Sticking to its guns last week, the US Federal Reserve confirmed it would conclude its asset purchase programme, which has largely been responsible for the rise in asset prices since the depths of the financial crisis.

The decision was supported by a more hawkish statement from the Fed and stronger-than-expected annualised economic growth of 3.5 per cent in the third quarter.

But in spite of this, bond prices still rose, signalling potential concerns about economic growth.

Joshua McCallum, senior fixed income economist at UBS Global Asset Management, said he was shocked when he came into the office the day after the Fed’s announcement and wondered if “anyone had read the statements”.

“The bond markets have been abnormal all year,” he said. “But if I had all the data from the year in front of me, I still would not have been able to make the right prediction for the bond markets. They have rallied and there has been no reason for it.”

Stewart Cowley, manager of the Old Mutual Strategic Bond fund, said the bond market did not respond in a normal way to the end of quantitative easing or the more hawkish statement released by the Fed.

“The bond markets just don’t get it,” he said. “The bond market rose in price – that could be a real threat.”
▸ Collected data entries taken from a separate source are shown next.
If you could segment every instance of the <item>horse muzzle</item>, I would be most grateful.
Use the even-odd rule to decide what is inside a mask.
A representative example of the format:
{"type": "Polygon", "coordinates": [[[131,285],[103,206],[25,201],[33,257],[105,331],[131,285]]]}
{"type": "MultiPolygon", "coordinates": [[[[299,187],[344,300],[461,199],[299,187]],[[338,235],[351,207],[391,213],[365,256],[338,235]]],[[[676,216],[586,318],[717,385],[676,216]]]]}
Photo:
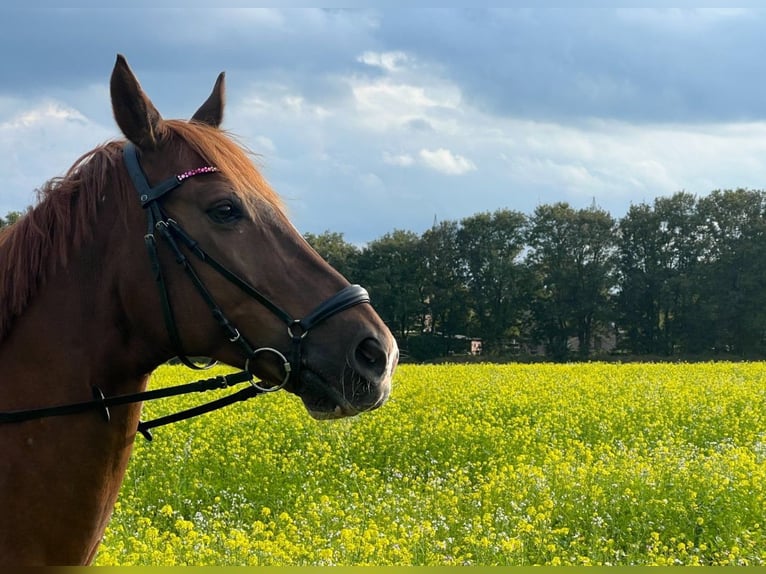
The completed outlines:
{"type": "Polygon", "coordinates": [[[328,376],[309,363],[302,367],[298,385],[287,390],[301,398],[315,419],[369,412],[388,400],[398,358],[399,350],[390,334],[382,341],[364,337],[347,354],[339,376],[328,376]]]}

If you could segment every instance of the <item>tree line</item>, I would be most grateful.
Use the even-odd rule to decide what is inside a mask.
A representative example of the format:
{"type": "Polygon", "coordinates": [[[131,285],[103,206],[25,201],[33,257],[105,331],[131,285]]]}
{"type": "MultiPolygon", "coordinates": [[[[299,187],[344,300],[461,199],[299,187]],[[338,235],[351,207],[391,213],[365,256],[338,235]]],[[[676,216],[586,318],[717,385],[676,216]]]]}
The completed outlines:
{"type": "MultiPolygon", "coordinates": [[[[21,216],[11,212],[0,227],[21,216]]],[[[364,285],[414,360],[465,354],[766,356],[766,192],[678,192],[621,219],[543,204],[394,230],[358,247],[305,234],[364,285]]]]}
{"type": "Polygon", "coordinates": [[[363,284],[406,356],[555,361],[766,355],[766,193],[678,192],[621,219],[592,205],[501,209],[364,247],[306,234],[363,284]]]}

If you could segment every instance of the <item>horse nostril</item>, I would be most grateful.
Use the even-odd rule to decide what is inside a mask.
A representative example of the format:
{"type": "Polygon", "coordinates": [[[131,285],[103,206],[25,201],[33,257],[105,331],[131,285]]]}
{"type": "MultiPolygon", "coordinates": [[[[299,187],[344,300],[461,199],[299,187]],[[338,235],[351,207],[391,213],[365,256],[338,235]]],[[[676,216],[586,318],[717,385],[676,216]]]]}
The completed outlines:
{"type": "Polygon", "coordinates": [[[376,376],[380,376],[386,371],[388,356],[383,345],[377,339],[372,337],[363,339],[356,347],[354,358],[358,368],[372,371],[376,376]]]}

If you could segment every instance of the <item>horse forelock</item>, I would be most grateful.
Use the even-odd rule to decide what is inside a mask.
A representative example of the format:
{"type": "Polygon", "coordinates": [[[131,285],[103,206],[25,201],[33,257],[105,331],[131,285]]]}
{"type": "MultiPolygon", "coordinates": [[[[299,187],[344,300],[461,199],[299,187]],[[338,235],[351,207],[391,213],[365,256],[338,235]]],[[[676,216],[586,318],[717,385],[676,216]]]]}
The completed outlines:
{"type": "MultiPolygon", "coordinates": [[[[242,194],[253,217],[268,206],[286,219],[279,196],[256,169],[250,152],[230,135],[180,120],[166,120],[163,127],[161,142],[169,157],[178,151],[174,146],[188,146],[242,194]]],[[[50,273],[65,267],[73,252],[92,238],[104,194],[119,205],[137,201],[126,170],[117,168],[122,146],[123,141],[112,141],[81,156],[64,176],[38,190],[35,207],[0,232],[0,342],[50,273]]]]}
{"type": "Polygon", "coordinates": [[[205,163],[218,168],[233,189],[241,194],[251,216],[258,217],[263,207],[268,206],[279,218],[286,218],[282,200],[254,164],[255,154],[230,133],[202,123],[180,120],[166,120],[163,127],[165,145],[170,148],[188,146],[205,163]]]}

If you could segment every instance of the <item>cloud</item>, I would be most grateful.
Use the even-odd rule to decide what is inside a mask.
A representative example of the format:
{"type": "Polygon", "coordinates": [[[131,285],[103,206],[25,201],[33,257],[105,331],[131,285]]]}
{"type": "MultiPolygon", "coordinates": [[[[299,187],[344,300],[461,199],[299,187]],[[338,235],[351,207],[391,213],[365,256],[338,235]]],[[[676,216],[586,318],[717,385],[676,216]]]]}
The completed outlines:
{"type": "Polygon", "coordinates": [[[383,13],[384,49],[433,62],[473,105],[540,121],[763,115],[766,13],[603,8],[383,13]],[[733,89],[732,86],[747,86],[733,89]]]}
{"type": "Polygon", "coordinates": [[[35,202],[35,189],[62,175],[77,158],[115,134],[62,102],[5,100],[13,109],[0,119],[0,215],[35,202]]]}
{"type": "Polygon", "coordinates": [[[404,52],[364,52],[357,57],[357,61],[368,66],[382,68],[386,72],[394,72],[402,69],[407,63],[409,56],[404,52]]]}
{"type": "Polygon", "coordinates": [[[415,163],[415,158],[410,154],[392,154],[387,151],[383,152],[383,161],[388,165],[398,165],[400,167],[409,167],[415,163]]]}
{"type": "Polygon", "coordinates": [[[197,4],[16,14],[0,35],[25,55],[0,86],[0,215],[117,135],[123,50],[165,117],[188,117],[226,70],[225,127],[263,154],[297,227],[354,242],[435,213],[595,199],[619,216],[766,181],[761,11],[197,4]]]}
{"type": "Polygon", "coordinates": [[[459,92],[454,86],[449,89],[389,78],[376,81],[351,78],[348,81],[357,116],[372,129],[433,125],[445,112],[459,107],[459,92]]]}
{"type": "Polygon", "coordinates": [[[88,120],[75,109],[68,108],[58,102],[45,102],[37,108],[27,109],[0,124],[0,130],[23,130],[57,122],[74,122],[87,125],[88,120]]]}
{"type": "MultiPolygon", "coordinates": [[[[317,94],[285,84],[258,86],[260,103],[247,106],[250,119],[242,124],[258,126],[279,150],[268,168],[299,229],[338,229],[362,242],[393,228],[419,231],[434,213],[530,213],[553,201],[595,200],[620,217],[630,202],[681,189],[704,194],[766,181],[759,160],[766,124],[633,122],[608,114],[541,120],[466,97],[470,86],[448,67],[410,52],[382,65],[387,53],[359,52],[365,66],[332,76],[346,91],[321,105],[317,94]],[[301,105],[286,105],[287,94],[301,105]],[[323,113],[307,113],[319,107],[323,113]],[[360,218],[368,210],[378,215],[374,222],[360,218]]],[[[590,86],[594,98],[623,88],[628,84],[612,86],[608,77],[590,86]]],[[[234,105],[234,115],[244,112],[234,105]]]]}
{"type": "Polygon", "coordinates": [[[403,51],[364,52],[357,59],[378,72],[341,76],[360,125],[377,131],[436,132],[459,113],[459,86],[431,63],[403,51]]]}
{"type": "Polygon", "coordinates": [[[671,34],[704,34],[727,20],[752,18],[757,14],[745,8],[619,8],[618,21],[645,26],[671,34]]]}
{"type": "Polygon", "coordinates": [[[269,154],[275,154],[277,151],[277,146],[274,145],[274,142],[271,141],[266,136],[255,136],[255,149],[258,150],[259,154],[263,153],[269,153],[269,154]]]}
{"type": "Polygon", "coordinates": [[[433,151],[422,149],[418,155],[426,166],[447,175],[462,175],[469,171],[476,171],[476,164],[470,159],[453,154],[448,149],[439,148],[433,151]]]}
{"type": "MultiPolygon", "coordinates": [[[[531,190],[538,202],[595,199],[621,216],[629,203],[687,190],[762,187],[766,122],[654,124],[594,121],[582,125],[510,120],[498,177],[531,190]]],[[[483,154],[486,155],[486,154],[483,154]]],[[[483,167],[489,163],[483,160],[483,167]]],[[[494,173],[494,172],[493,172],[494,173]]],[[[523,200],[522,200],[523,201],[523,200]]],[[[526,202],[525,202],[526,203],[526,202]]]]}

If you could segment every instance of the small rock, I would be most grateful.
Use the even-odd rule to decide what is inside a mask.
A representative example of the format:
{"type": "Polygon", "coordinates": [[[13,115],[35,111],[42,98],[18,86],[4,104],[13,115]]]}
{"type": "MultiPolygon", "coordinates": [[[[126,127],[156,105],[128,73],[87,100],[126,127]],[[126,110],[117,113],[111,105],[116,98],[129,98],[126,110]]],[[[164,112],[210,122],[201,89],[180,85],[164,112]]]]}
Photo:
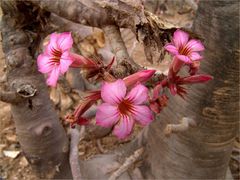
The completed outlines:
{"type": "Polygon", "coordinates": [[[15,159],[20,154],[20,151],[7,151],[7,150],[4,150],[3,154],[6,157],[10,157],[10,158],[15,159]]]}
{"type": "Polygon", "coordinates": [[[26,167],[26,166],[28,165],[28,161],[27,161],[27,159],[23,156],[23,157],[21,157],[21,160],[20,160],[19,164],[20,164],[22,167],[26,167]]]}

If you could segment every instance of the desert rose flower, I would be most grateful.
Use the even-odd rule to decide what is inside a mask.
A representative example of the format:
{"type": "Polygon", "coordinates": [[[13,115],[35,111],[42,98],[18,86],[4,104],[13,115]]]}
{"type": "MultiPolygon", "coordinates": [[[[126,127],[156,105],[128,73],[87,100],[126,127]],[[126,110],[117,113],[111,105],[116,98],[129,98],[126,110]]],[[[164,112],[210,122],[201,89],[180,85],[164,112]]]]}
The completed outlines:
{"type": "Polygon", "coordinates": [[[127,94],[123,80],[112,83],[105,82],[101,88],[104,101],[96,113],[96,124],[112,127],[113,133],[120,139],[127,137],[135,121],[147,125],[153,120],[151,110],[144,105],[148,99],[148,89],[138,84],[127,94]]]}
{"type": "MultiPolygon", "coordinates": [[[[111,66],[111,63],[108,66],[111,66]]],[[[148,79],[150,79],[153,76],[154,73],[155,73],[155,70],[142,70],[125,77],[123,81],[126,87],[130,88],[136,85],[136,83],[145,83],[148,79]]],[[[82,115],[99,99],[101,99],[100,90],[88,92],[87,96],[83,98],[83,101],[80,102],[78,107],[75,109],[74,113],[66,117],[66,121],[70,122],[72,127],[74,127],[75,124],[78,124],[78,125],[88,124],[88,120],[84,118],[82,115]]]]}
{"type": "Polygon", "coordinates": [[[56,86],[59,75],[64,74],[73,63],[70,55],[73,39],[70,32],[52,33],[45,50],[37,58],[38,70],[48,74],[47,84],[56,86]]]}
{"type": "Polygon", "coordinates": [[[179,29],[174,32],[172,42],[165,45],[164,48],[173,55],[173,69],[175,72],[184,63],[192,64],[194,61],[201,60],[202,56],[199,52],[204,50],[200,40],[189,39],[188,33],[179,29]]]}

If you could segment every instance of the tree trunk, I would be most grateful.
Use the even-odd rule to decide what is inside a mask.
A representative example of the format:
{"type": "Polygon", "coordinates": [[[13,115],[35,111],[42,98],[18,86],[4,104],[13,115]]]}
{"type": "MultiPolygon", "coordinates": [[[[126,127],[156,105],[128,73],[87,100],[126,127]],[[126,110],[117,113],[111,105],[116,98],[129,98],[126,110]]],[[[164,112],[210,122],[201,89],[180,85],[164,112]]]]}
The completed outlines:
{"type": "Polygon", "coordinates": [[[239,129],[239,1],[200,1],[194,31],[205,39],[202,61],[214,76],[174,97],[150,125],[144,175],[157,179],[224,179],[239,129]],[[166,124],[191,117],[197,127],[164,135],[166,124]],[[146,168],[148,170],[146,170],[146,168]]]}
{"type": "Polygon", "coordinates": [[[69,178],[68,139],[34,58],[48,14],[27,2],[1,1],[1,8],[7,90],[16,96],[1,100],[11,103],[21,149],[37,175],[51,178],[64,169],[69,178]]]}

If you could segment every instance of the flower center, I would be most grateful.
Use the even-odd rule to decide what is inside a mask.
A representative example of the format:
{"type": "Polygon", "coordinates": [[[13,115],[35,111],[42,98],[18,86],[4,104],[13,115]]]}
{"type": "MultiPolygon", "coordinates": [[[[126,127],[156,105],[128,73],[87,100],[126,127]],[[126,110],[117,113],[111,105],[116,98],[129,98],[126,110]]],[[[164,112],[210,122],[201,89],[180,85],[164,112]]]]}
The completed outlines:
{"type": "Polygon", "coordinates": [[[185,56],[188,56],[191,52],[191,48],[189,48],[188,46],[183,46],[183,47],[180,47],[179,49],[179,53],[181,55],[185,55],[185,56]]]}
{"type": "Polygon", "coordinates": [[[129,113],[133,111],[132,102],[129,101],[128,99],[124,99],[118,105],[118,110],[120,111],[121,114],[129,115],[129,113]]]}
{"type": "Polygon", "coordinates": [[[62,56],[62,52],[59,51],[58,49],[55,49],[55,48],[52,48],[52,58],[51,60],[54,62],[54,63],[59,63],[60,62],[60,59],[61,59],[61,56],[62,56]]]}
When the bond markets do finally “get it”, Mr Cowley added, the price will change “quickly and viciously” – producing a fall in bond prices that would vindicate his fund’s short position on US Treasuries.

Sandra Holdsworth, investment manager at Kames Capital, said the Fed’s statement was “marginally more hawkish” and the US Treasury market “repriced slightly”.

“In our view this was marginal and all the Federal Open Market Committee did was to reiterate that policy in the future is highly data-dependent and an increase in rates is unlikely for some time,” she said.

“As a result of this data dependency, we would expect an increase in market volatility in the months to come as markets react to economic statistics and try and predict the reaction function of the US Federal Reserve.”

A report by Bank of America Merrill Lynch also noted the end of stimulus in the US was “coinciding with historically low levels of government bond yields and collapsing inflation expectations”.

“Ten-year US Treasury yields are 50 basis points lower today than at the start of QE1, French 10-year yields are the lowest they have been in over 250 years, and economists are cutting inflation forecasts rather than raising growth targets,” the report said.

“All of this is great fodder for the liquidity bears who see QE as a failure, secular stagnation everywhere and warn of great, imminent bear markets in both credit and equities.

“For the bears the recent bout of volatility was merely a warning shot... Coming months will reveal unambiguous evidence that QE has failed to eradicate deflation and a loss of credibility in central bank policy will send asset prices into a tailspin in early 2015.”

David Stubbs, global market strategist at JPMorgan Asset Management, said he did not expect the market to be overly impacted by the end of stimulus in the US.

He thought the Fed would “leave the door open to more QE” but only in a “pretty bad situation”.

Mr Cowley, however, said additional easing should be “avoided at all costs”.